Spiritual Fruit

Chinese martial arts are a form of classical education, an inquiry into the nature of existence through number and principle.  A tradition of self cultivation, leading to harmony, balance, rhythm and peace. By learning to recognize these principles and aligning with them, they become embodied qualities and conditions of our experience.

By  developing and strengthening the body we invite life force and vitality into our being. It is through our conscious embodiment that we create a home for ourselves, a point of stillness from which to observe the movement of the world. Body, mind and spirit are distinctions within the same event. They are differing, but interconnected aspects of the same truth. It is said that “the body reveals the mind and the mind reveals the spirit."

The harmonies within are understood and developed in time as real transformation occurs. It is a process that moves from gross to subtle, physical to spiritual. Harmony is revealed as the body releases long held tension, fixation and accumulated disharmony. Like a sculpture, the form emerges by removing the inessential and excess that obscures the harmony of the form hidden within.

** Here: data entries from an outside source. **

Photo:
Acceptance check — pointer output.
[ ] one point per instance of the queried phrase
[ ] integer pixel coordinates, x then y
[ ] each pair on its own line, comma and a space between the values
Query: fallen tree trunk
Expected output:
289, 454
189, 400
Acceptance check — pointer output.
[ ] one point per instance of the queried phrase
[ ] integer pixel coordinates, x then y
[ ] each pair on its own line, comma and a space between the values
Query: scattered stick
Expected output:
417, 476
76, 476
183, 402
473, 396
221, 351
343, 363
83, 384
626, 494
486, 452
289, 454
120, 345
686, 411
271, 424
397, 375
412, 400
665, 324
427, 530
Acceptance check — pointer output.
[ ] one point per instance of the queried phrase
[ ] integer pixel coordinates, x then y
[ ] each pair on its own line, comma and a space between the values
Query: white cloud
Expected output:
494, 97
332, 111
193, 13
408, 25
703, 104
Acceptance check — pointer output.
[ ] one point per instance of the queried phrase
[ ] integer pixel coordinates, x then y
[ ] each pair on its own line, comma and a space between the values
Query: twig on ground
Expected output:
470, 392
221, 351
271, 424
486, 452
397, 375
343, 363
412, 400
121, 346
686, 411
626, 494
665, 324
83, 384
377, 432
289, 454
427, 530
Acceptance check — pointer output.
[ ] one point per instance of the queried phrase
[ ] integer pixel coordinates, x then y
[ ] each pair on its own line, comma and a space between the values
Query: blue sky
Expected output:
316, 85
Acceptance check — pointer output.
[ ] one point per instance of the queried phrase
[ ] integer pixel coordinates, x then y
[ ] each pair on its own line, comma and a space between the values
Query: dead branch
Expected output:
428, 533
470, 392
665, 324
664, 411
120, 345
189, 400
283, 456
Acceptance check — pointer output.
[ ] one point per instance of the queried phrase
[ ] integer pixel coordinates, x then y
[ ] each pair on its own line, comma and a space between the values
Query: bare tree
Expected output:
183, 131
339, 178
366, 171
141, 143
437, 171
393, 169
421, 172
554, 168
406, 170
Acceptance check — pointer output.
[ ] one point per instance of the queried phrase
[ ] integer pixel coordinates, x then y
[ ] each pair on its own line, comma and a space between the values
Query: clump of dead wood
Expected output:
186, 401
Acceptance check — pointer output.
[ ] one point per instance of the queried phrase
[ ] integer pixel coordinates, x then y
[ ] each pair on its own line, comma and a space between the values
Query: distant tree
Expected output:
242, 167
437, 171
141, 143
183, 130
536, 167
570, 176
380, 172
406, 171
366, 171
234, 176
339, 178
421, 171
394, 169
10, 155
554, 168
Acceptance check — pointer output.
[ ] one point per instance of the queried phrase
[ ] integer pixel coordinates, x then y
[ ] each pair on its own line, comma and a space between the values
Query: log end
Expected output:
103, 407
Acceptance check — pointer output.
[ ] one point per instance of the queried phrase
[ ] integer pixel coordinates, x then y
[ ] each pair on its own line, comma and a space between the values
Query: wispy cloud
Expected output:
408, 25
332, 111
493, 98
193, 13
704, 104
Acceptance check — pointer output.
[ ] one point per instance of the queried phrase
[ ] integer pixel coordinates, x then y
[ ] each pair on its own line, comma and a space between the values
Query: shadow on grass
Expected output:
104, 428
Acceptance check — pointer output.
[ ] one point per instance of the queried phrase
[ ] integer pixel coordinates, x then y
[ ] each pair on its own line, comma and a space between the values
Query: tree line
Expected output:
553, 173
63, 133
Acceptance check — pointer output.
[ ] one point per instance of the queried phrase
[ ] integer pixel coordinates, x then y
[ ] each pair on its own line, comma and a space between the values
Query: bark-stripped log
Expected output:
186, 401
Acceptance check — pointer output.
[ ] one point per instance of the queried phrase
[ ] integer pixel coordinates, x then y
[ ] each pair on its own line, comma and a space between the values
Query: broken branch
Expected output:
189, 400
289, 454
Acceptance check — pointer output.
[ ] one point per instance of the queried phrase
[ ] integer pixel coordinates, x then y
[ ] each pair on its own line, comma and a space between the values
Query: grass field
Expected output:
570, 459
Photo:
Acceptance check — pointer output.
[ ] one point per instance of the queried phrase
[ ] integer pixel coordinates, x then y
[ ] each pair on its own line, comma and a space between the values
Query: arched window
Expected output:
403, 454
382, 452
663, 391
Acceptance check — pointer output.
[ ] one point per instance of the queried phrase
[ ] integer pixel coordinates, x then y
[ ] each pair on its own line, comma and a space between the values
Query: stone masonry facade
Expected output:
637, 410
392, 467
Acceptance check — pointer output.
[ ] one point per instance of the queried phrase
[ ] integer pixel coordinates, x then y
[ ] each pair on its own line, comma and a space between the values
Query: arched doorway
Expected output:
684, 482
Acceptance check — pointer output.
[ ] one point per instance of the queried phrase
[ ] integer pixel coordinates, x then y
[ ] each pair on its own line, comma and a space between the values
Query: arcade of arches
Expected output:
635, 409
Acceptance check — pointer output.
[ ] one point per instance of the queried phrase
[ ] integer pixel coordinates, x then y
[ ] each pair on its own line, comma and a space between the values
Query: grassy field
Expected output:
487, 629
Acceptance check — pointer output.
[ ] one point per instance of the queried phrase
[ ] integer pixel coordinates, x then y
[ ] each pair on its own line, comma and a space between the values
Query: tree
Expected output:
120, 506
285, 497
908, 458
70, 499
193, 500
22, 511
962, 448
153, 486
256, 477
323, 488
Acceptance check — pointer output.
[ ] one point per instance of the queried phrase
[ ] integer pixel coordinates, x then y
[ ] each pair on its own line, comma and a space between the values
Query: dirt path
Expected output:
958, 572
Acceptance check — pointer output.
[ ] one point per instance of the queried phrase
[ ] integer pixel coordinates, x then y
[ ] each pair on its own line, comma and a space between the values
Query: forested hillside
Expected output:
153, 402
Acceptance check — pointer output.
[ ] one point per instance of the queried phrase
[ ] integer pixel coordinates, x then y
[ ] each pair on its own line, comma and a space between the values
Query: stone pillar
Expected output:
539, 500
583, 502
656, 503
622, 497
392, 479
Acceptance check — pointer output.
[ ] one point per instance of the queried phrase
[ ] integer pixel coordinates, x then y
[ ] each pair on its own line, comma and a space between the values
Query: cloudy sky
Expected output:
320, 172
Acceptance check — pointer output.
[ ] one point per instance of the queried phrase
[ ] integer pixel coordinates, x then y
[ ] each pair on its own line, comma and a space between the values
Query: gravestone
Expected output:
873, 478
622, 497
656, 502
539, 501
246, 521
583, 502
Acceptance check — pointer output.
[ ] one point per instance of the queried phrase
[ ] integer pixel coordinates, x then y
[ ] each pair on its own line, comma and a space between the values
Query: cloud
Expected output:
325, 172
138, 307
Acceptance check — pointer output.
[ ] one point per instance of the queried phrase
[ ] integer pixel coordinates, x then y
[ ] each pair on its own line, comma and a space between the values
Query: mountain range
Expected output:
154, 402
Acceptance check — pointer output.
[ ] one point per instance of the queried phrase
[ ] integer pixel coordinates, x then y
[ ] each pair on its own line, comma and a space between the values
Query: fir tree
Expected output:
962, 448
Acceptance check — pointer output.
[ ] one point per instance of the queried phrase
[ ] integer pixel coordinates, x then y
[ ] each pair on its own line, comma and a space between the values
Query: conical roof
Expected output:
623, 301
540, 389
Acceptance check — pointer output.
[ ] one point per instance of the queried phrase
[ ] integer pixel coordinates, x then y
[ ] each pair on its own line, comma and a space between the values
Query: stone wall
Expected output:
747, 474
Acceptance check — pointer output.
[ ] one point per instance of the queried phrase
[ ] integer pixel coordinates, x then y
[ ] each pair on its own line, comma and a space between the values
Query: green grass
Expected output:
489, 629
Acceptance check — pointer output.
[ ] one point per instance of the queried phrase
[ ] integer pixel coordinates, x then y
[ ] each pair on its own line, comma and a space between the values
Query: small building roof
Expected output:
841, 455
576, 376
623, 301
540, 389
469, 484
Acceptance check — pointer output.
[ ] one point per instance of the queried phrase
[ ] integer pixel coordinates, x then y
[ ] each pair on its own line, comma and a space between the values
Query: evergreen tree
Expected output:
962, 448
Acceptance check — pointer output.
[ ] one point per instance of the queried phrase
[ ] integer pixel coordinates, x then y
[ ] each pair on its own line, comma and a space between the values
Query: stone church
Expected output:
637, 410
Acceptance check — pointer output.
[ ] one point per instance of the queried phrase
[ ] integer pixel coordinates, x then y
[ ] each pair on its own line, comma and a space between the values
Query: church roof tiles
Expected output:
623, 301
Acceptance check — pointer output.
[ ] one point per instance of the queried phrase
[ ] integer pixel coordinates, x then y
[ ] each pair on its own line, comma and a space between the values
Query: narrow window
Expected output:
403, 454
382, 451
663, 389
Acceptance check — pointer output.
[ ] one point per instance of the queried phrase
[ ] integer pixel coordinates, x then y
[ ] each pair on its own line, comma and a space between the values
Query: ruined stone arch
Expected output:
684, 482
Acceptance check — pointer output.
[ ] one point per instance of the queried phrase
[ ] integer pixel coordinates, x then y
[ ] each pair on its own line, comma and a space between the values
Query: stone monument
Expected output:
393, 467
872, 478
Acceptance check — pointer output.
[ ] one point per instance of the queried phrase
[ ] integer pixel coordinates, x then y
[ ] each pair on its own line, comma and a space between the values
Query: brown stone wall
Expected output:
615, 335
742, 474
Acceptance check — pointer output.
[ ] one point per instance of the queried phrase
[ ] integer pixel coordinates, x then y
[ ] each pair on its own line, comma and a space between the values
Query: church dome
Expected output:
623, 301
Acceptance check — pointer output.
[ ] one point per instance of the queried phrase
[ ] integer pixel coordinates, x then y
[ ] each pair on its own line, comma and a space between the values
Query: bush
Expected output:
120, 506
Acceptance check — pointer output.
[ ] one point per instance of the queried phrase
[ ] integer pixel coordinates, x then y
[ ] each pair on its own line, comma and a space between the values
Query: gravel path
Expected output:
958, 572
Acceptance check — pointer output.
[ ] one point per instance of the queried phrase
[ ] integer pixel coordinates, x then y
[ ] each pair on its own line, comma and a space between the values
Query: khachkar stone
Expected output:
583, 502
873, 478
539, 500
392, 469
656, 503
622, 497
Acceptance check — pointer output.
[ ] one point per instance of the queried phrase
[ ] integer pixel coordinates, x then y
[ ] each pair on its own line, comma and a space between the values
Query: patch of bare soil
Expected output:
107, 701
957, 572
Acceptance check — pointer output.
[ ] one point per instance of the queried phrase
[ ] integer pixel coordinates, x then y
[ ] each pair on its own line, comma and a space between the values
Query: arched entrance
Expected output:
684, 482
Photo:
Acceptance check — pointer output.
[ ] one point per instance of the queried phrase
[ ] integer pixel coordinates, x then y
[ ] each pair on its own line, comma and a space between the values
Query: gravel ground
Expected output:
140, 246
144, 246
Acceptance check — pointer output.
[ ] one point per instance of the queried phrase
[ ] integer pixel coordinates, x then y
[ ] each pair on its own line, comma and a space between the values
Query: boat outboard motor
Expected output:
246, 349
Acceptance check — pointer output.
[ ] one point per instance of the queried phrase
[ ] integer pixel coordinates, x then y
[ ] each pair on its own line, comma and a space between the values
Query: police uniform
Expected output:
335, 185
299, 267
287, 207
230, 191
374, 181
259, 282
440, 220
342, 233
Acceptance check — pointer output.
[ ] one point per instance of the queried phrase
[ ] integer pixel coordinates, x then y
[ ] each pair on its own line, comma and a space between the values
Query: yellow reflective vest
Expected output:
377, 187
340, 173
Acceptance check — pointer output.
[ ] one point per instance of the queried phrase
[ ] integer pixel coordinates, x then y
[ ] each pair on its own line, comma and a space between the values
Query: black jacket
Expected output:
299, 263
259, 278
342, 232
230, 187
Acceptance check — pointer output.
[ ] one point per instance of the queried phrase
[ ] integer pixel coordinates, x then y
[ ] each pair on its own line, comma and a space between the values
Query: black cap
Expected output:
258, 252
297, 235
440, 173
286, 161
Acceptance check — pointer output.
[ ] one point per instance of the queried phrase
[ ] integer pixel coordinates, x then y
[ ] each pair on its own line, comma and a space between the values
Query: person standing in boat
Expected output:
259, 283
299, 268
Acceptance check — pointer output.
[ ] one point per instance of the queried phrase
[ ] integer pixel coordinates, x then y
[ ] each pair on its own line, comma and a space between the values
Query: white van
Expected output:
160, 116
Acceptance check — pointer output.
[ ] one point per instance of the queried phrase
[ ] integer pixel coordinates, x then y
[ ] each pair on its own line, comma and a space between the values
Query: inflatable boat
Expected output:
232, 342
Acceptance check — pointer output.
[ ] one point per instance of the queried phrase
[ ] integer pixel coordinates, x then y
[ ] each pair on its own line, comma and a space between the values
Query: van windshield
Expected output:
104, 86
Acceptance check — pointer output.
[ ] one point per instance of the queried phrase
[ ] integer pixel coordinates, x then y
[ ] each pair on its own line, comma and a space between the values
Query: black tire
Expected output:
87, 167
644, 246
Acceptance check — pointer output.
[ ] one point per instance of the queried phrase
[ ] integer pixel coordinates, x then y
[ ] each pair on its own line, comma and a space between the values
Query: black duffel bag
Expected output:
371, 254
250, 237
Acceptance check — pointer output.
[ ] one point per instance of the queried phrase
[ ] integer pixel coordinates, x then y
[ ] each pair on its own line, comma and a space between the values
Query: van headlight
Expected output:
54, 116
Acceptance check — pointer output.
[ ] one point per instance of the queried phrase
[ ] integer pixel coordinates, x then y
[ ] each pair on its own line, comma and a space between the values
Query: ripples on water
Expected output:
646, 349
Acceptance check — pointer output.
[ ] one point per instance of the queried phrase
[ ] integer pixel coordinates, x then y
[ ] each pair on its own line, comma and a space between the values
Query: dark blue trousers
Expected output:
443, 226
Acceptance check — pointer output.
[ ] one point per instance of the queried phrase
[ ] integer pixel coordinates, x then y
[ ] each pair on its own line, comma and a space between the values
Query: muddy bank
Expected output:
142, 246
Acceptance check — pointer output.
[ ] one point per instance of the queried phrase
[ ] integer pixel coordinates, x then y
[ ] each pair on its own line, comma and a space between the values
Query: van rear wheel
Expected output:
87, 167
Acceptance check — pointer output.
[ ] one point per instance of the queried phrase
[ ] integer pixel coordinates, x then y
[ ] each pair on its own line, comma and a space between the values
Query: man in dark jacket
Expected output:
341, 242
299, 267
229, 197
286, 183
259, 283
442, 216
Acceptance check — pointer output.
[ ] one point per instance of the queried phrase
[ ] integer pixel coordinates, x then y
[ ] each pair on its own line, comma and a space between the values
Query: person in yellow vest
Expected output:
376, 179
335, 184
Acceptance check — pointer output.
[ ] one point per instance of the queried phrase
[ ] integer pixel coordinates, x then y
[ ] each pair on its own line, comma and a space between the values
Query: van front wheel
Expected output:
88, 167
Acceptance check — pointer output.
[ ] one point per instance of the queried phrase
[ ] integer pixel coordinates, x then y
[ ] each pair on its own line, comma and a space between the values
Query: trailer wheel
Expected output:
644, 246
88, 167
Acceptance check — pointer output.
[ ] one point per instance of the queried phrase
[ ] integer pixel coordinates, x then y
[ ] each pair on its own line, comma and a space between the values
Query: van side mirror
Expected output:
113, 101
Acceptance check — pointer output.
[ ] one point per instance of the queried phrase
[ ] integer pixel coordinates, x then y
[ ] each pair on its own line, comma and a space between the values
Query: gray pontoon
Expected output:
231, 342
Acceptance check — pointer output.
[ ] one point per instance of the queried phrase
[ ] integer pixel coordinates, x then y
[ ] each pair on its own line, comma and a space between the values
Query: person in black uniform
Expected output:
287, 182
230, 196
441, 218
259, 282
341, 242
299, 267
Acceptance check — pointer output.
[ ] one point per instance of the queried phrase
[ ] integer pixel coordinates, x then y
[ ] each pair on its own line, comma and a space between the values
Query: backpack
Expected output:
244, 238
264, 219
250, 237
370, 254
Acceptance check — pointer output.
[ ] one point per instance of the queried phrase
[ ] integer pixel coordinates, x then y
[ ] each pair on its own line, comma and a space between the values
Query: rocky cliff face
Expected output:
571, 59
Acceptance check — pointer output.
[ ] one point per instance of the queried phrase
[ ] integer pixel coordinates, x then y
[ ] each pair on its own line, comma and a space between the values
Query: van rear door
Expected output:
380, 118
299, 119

This wholing/healing process is a skill, a capacity developed in learning to observe the self. It is the patterning activity (ego) seeking familiarity  that leads us into disharmony.  It is an unnecessary and superfluous energy rooted in the separate sense of self. It is perpetuated and driven by  unconscious tension and unseen thought, the very hands that shape us. Our body is a repository of our experience and if we do not process and let go of the inevitable insults, injuries and misunderstandings incurred, they settle deep within shaping and holding us.

The path of internal arts is the hero's journey. A journey into the landscape of our own body and being. We must travel into the underworld of our subconscious to encounter our demons and delusions so as to slay and be free of our self imposed limitations. Limitations that exist within the intimacy of our own assumptions. Self transcendence is gong fu (merit, skill)  of the highest order, it is the gateway to freedom, peace and lasting fulfillment.  

It is an alchemical journey, transforming lead (tension) into gold (awareness). We soften  the tissues and subdue the mind clearing out the dross and stuckness and making space for our spiritual inheritance and wisdom to arise. . When the background activity of subconscious tension both  physical and mental is seen clearly it can be released. Although its truth can be seen in a moment and we may recognize and understand in an instant, the work of transformation occurs in time and the flowers along the path cannot be hastened to open before the conditions allow.

The grand purpose of martial arts, its spiritual fruit, is discernment, the ability to recognize the harmony that pervades all experience. This “peace that passeth all understanding” and the well being gained through the work are not sought, but earned.  They are a byproduct of practice, an indication of the harmony emerging within. An individual integrated and transformed by the work becomes able to abide in this knowing, rooted in the stillness of the body, the mind becomes quiet and wisdom arises. 

This activity of separate self and the very patterns of tension that structure and feed it are undone in the light of observation. In the absence of this habituated activity or way of being we  are open, spacious, peaceful and harmonious, true to our very nature. No longer affected by the malware of a separate self, we abide in the infinite truth of our being, "all is in the one and the one is in the all". 

Tension is an activity and self is a delusion.  They are both doings, patterns playing out in the darkness of habit.  We must become aware that we are doing something  before we are free to stop doing it. This is the idea of "Wu Wei" non doing, allowing life to move us from a neutral and balanced position, rather than a habitually biased inclination.  As long as we operate from a position of preference we cannot see what is actually before us, the attachment to our own perspective blinds and binds us to seek what we know and repeat what we have. 

Free from momentum and the structuring tension of ego,  we are free to roam and wander at home in the moment, whatever it may be, beyond fixation and the neediness of habit. This is the spaciousness of the "great way", the capacity to be present with what is, to receive, redirect and return. 

Returning home is the recognition that we are the one who leaves.  “ God is always here, I am the one who leaves.”